- Bitcoin transaction fees have hit an all-time low.
- Lightning Network, batching, miner behavior and protocol improvements have helped drive fees down.
- Bitcoin is witnessing a structural change in the market dynamics and historical correlations maintain little value.
Many have recently found the circumstances favorable to move Bitcoin (BTC) between wallets and exchanges as Lightning Network, batching, miner behavior and protocol improvements are driving fees down.
According to research done by Galaxy Digital, Bitcoin transaction fees have hit an all-time low. The research also showed that Bitcoin transaction fees have plummeted to 0.00004541 BTC ($2.06) in 2022, although the median is 0.00001292 BTC ($0.59).
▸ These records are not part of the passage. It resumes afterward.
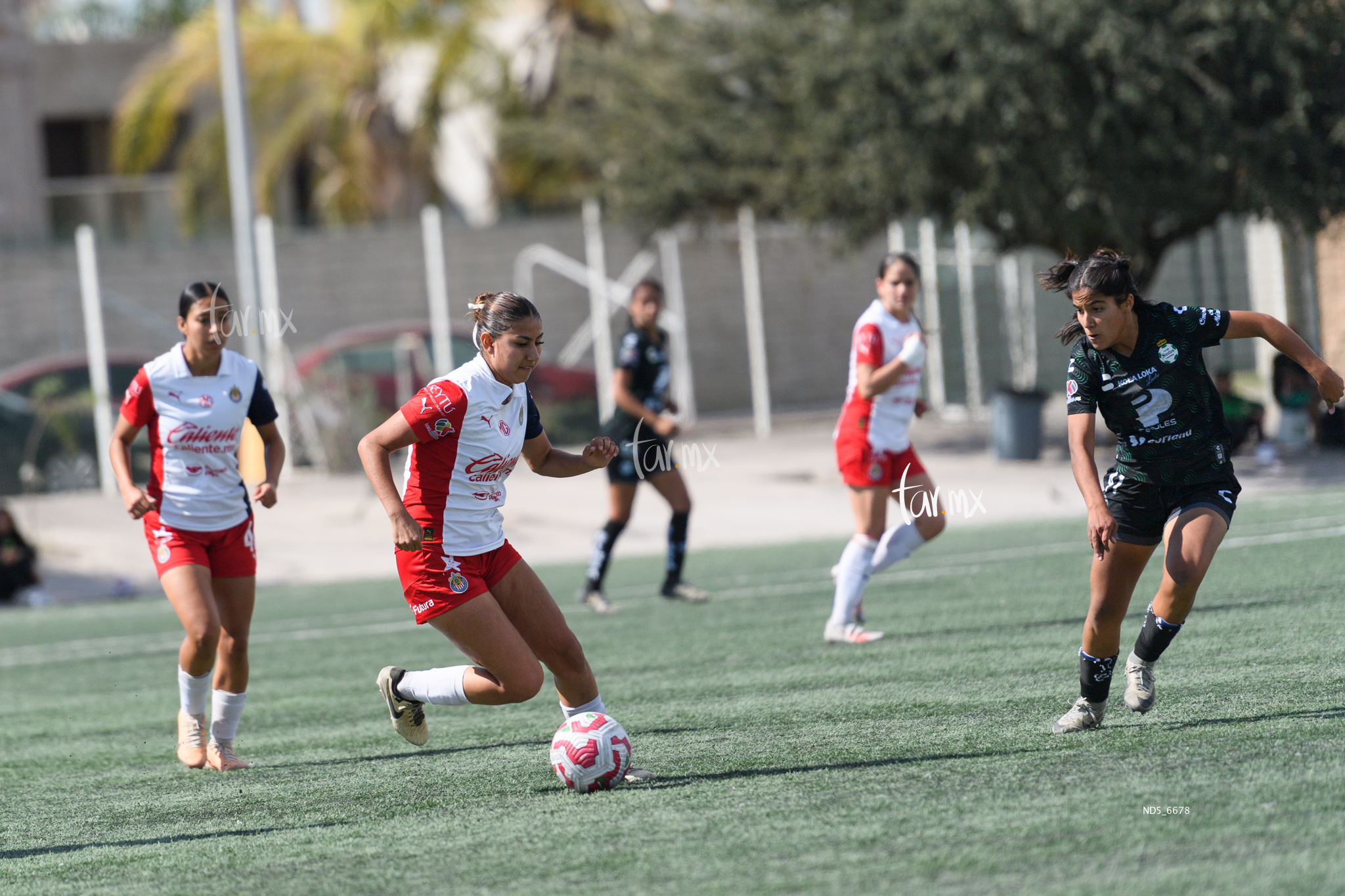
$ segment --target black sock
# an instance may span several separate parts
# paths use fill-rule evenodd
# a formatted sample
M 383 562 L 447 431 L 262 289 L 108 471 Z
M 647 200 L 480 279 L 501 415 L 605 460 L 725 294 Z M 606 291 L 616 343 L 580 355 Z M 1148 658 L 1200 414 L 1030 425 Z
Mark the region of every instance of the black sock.
M 625 528 L 625 520 L 608 520 L 607 525 L 599 529 L 593 537 L 593 553 L 589 556 L 588 588 L 596 591 L 603 587 L 603 578 L 607 575 L 607 564 L 612 560 L 612 548 L 616 545 L 616 536 Z
M 1089 657 L 1079 652 L 1079 693 L 1089 703 L 1102 703 L 1111 693 L 1111 672 L 1116 666 L 1116 656 Z
M 1154 604 L 1150 603 L 1149 613 L 1145 614 L 1145 626 L 1139 630 L 1139 637 L 1135 638 L 1135 656 L 1145 662 L 1154 662 L 1163 656 L 1163 650 L 1173 642 L 1178 631 L 1181 631 L 1181 625 L 1155 617 Z
M 686 521 L 690 513 L 674 513 L 668 523 L 668 571 L 663 579 L 663 590 L 682 580 L 682 563 L 686 560 Z

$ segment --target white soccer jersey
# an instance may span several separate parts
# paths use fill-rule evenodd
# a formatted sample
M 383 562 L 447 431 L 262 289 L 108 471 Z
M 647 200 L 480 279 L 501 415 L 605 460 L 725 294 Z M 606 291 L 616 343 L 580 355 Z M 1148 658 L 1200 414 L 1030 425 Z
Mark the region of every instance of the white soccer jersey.
M 504 544 L 504 480 L 523 441 L 542 433 L 527 387 L 500 383 L 477 355 L 430 380 L 402 418 L 416 433 L 402 502 L 428 529 L 425 548 L 473 556 Z
M 243 420 L 276 419 L 257 365 L 227 348 L 214 376 L 192 376 L 182 344 L 149 361 L 126 387 L 121 415 L 149 427 L 149 496 L 168 528 L 219 532 L 247 519 L 238 476 Z
M 881 395 L 872 399 L 859 398 L 859 364 L 882 367 L 889 364 L 912 333 L 920 332 L 915 314 L 902 324 L 877 298 L 859 314 L 850 340 L 850 380 L 846 386 L 845 407 L 837 423 L 834 438 L 863 433 L 874 451 L 900 453 L 911 447 L 907 430 L 920 396 L 920 372 L 923 367 L 908 368 L 896 383 Z

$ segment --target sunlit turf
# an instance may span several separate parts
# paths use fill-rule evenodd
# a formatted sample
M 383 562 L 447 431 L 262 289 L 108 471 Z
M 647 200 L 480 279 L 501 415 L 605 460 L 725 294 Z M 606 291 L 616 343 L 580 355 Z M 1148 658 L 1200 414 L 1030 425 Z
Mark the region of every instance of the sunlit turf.
M 615 617 L 570 610 L 580 567 L 545 568 L 660 775 L 588 797 L 547 767 L 546 690 L 430 707 L 425 748 L 393 732 L 378 669 L 461 662 L 394 582 L 260 595 L 238 737 L 254 767 L 227 776 L 172 758 L 161 598 L 8 611 L 0 888 L 1340 892 L 1342 533 L 1345 490 L 1247 502 L 1157 708 L 1127 712 L 1118 684 L 1106 725 L 1073 736 L 1049 728 L 1077 695 L 1079 521 L 950 531 L 870 586 L 888 638 L 862 649 L 820 638 L 839 540 L 697 553 L 706 606 L 656 598 L 658 559 L 617 562 Z

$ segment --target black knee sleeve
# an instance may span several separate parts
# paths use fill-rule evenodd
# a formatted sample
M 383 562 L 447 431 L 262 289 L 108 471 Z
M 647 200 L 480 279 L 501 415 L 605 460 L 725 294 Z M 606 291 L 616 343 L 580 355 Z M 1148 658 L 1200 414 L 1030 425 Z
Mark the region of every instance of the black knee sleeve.
M 1079 693 L 1089 703 L 1102 703 L 1111 693 L 1111 673 L 1116 668 L 1116 656 L 1089 657 L 1079 652 Z
M 1139 630 L 1139 637 L 1135 638 L 1135 656 L 1145 662 L 1154 662 L 1163 656 L 1163 650 L 1173 642 L 1178 631 L 1181 631 L 1181 625 L 1155 617 L 1154 604 L 1150 603 L 1149 613 L 1145 614 L 1145 626 Z

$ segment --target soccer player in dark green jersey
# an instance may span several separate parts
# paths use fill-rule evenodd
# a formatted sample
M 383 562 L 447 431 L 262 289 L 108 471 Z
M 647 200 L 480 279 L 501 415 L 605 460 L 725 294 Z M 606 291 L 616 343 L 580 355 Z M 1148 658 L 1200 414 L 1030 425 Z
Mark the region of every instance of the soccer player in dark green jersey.
M 1126 707 L 1154 707 L 1154 664 L 1186 621 L 1233 517 L 1241 486 L 1201 349 L 1259 336 L 1311 375 L 1328 407 L 1341 400 L 1345 383 L 1268 314 L 1146 302 L 1130 259 L 1112 250 L 1067 258 L 1041 282 L 1068 294 L 1075 309 L 1057 336 L 1065 345 L 1077 340 L 1065 382 L 1069 455 L 1093 551 L 1080 697 L 1052 728 L 1064 733 L 1102 724 L 1130 595 L 1163 544 L 1162 583 L 1124 666 Z M 1102 484 L 1093 463 L 1098 410 L 1116 434 L 1116 463 Z

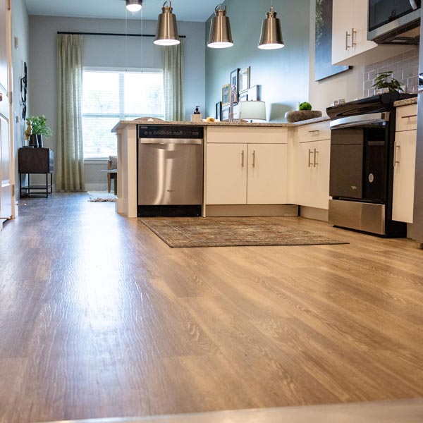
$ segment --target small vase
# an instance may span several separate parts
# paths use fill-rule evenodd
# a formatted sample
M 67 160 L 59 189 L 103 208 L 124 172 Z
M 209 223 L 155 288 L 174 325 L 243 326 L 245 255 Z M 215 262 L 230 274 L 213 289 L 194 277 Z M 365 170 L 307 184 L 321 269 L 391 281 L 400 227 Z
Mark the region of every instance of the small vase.
M 35 147 L 38 145 L 36 134 L 31 134 L 30 135 L 30 139 L 28 140 L 28 145 L 30 147 Z
M 42 135 L 37 134 L 37 145 L 39 148 L 42 148 Z

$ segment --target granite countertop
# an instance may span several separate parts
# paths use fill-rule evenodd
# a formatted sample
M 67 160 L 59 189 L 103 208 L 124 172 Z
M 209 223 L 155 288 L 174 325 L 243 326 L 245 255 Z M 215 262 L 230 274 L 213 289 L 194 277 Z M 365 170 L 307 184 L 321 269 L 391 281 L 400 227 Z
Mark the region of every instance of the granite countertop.
M 405 99 L 405 100 L 398 100 L 393 103 L 395 107 L 400 107 L 401 106 L 408 106 L 409 104 L 417 104 L 417 97 L 412 97 L 411 99 Z
M 112 128 L 111 132 L 116 132 L 118 129 L 121 129 L 126 125 L 189 125 L 194 126 L 235 126 L 243 128 L 289 128 L 300 126 L 302 125 L 308 125 L 309 123 L 316 123 L 317 122 L 324 122 L 329 121 L 329 116 L 321 116 L 321 118 L 315 118 L 314 119 L 308 119 L 307 121 L 300 121 L 294 123 L 287 123 L 283 122 L 180 122 L 180 121 L 120 121 Z

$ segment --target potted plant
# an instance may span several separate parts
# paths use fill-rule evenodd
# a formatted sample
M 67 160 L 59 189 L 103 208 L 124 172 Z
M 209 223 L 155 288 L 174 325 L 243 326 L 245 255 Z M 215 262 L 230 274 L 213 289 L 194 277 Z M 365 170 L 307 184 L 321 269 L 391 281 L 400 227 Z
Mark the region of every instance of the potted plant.
M 28 127 L 32 127 L 29 145 L 42 147 L 43 136 L 49 138 L 53 135 L 53 131 L 46 123 L 47 121 L 47 119 L 44 115 L 28 116 L 26 118 L 27 125 Z
M 379 73 L 376 78 L 374 80 L 374 84 L 372 85 L 372 88 L 381 90 L 381 92 L 384 92 L 384 90 L 387 89 L 389 92 L 400 92 L 404 91 L 401 87 L 401 84 L 392 76 L 392 70 Z

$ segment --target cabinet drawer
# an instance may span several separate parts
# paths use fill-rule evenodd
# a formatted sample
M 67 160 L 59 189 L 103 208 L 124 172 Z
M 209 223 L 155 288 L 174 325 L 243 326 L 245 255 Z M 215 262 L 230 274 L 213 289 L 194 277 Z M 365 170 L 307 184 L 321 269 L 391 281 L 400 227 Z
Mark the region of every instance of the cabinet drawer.
M 311 125 L 303 125 L 298 128 L 298 142 L 309 142 L 321 140 L 330 140 L 329 121 Z
M 417 128 L 417 105 L 402 106 L 396 109 L 396 131 Z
This is the lowest of any year except for 2011.
Galaxy Digital’s head of firmware research, Alex Thorn, suggested that the drop in fees can be attributed to the growing SegWit adoption, batching transactions, growth in the Lightning network, the collapse in miners selling, and the “reduced OP_Return usage”.
James Check, a lead on-chain analyst at Glassnode, agreed with Thorn and explained that “batching and SegWit are certainly part of the mix” because this combination will increase the number of transactions that fit in a block. This increases throughput and leads to a decrease in fee pressure.
Check added to this by saying “the number one reason I believe fees are low is we had a 50% collapse in price in May which absolutely decimated retail interest”.
According to Check, fees, active addresses and transaction counts collapsed after the sell-off in May.
Eric Yakes, author of The 7th Property” Bitcoin and the Monetary Revolution, also stated his opinion on the drop in fees. According to Yakes, “we’re witnessing a structural change in the market dynamics and historical correlations maintain little value”.